Neoadjuvant chemotherapy plus anlotinib in the treatment of resectable head and neck squamous cell carcinoma: A pilot phase II trial
Head and neck squamous cell carcinoma (HNSCC) continues to be a major global health challenge, with limited survival improvements for patients with locally advanced (LA) or recurrent (R) disease [1]. Anlotinib, a novel orally administered small-molecule tyrosine kinase inhibitor (TKI) developed in China, targets a wide range of receptor tyrosine kinases (RTKs) [2]. Our previous studies have also manifested that anlotinib remarkably inhibited the proliferation of HNSCC cells both in vitro and in vivo, and presented promising clinical antitumor efficacy and tolerable safety profile in patients with oral squamous cell carcinoma (OSCC) [3, 4]. This prospective trial was designed to evaluate the clinical efficacy and safety of anlotinib combined with paclitaxel and cisplatin (TP) neoadjuvant therapy in patients with resectable HNSCC. Additionally, the mechanisms underlying the effects of anlotinib and neoadjuvant chemotherapy on HNSCC were investigated through spatial transcriptomics (STs) and multiplex immunohistochemistry (mIHC).
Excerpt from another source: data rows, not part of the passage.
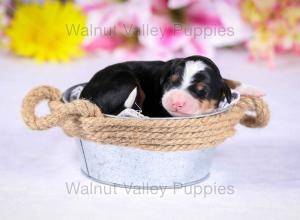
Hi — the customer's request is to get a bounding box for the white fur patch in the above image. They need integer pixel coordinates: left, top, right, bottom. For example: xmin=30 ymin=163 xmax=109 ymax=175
xmin=124 ymin=87 xmax=137 ymax=108
xmin=180 ymin=61 xmax=206 ymax=89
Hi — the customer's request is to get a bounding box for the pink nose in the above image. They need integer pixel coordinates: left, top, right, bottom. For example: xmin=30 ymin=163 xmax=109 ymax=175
xmin=172 ymin=100 xmax=186 ymax=110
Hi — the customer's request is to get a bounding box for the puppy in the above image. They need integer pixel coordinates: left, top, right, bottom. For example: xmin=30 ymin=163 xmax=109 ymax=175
xmin=80 ymin=56 xmax=263 ymax=117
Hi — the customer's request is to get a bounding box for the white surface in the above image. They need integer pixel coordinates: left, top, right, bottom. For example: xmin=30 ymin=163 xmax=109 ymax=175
xmin=0 ymin=49 xmax=300 ymax=220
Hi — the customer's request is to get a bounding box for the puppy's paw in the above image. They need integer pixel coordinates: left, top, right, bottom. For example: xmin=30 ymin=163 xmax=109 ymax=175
xmin=236 ymin=84 xmax=266 ymax=97
xmin=124 ymin=87 xmax=137 ymax=108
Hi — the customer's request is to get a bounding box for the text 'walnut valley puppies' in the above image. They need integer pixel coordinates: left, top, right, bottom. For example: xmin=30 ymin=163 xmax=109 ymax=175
xmin=80 ymin=56 xmax=264 ymax=117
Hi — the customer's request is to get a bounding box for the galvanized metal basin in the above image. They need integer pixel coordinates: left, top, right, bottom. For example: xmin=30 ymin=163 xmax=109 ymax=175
xmin=63 ymin=84 xmax=238 ymax=188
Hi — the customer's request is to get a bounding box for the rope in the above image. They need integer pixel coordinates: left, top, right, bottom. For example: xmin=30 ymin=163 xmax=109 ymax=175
xmin=21 ymin=85 xmax=270 ymax=151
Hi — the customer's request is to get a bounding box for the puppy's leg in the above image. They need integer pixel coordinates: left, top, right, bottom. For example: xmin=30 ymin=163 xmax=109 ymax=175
xmin=80 ymin=71 xmax=144 ymax=115
xmin=223 ymin=79 xmax=265 ymax=97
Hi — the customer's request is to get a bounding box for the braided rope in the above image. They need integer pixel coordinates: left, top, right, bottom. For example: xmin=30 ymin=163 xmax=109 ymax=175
xmin=21 ymin=85 xmax=270 ymax=151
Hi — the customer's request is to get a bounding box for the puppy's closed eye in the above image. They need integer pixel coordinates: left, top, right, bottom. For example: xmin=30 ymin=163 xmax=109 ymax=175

Between October 2022 and May 2023, 20 resectable HNSCC patients were enrolled (median age, 55; range, 27-73). Baseline demographics and disease characteristics are detailed in Supplementary Tables S1-S2. All patients received 3 cycles of neoadjuvant therapy, followed by surgery in 17 and maintenance therapy in 16. No patients were lost to follow-up (study flowchart in Figure 1A). After neoadjuvant therapy, 95.0% (19/20) achieved partial response (PR), and 5.0% (1/20) achieved complete response (CR), with an Objective response rate (ORR) of 100% (95% confidence interval [CI], 83.2-100). Figure 1B shows the waterfall plot of tumor size changes. Surgical resection was performed in 17 patients (LA, 12; R, 5) with a 100% R0 resection rate, one patient declined surgery due to financial constraints and the other two did not want to perform surgery as their tumors had almost regressed. Postoperative pathological efficacy (Supplementary Table S3) showed pathological complete response (pCR) and major pathological response (MPR) in 7 patients each (41.2%; 95% CI, 18.4-67.1). Among 11 with positive cervical lymph nodes, 6 achieved pCR (54.5%; 95% CI, 23.4-83.3). Imaging and pathological data of patient #14 with CR are shown in Figure 1C-D.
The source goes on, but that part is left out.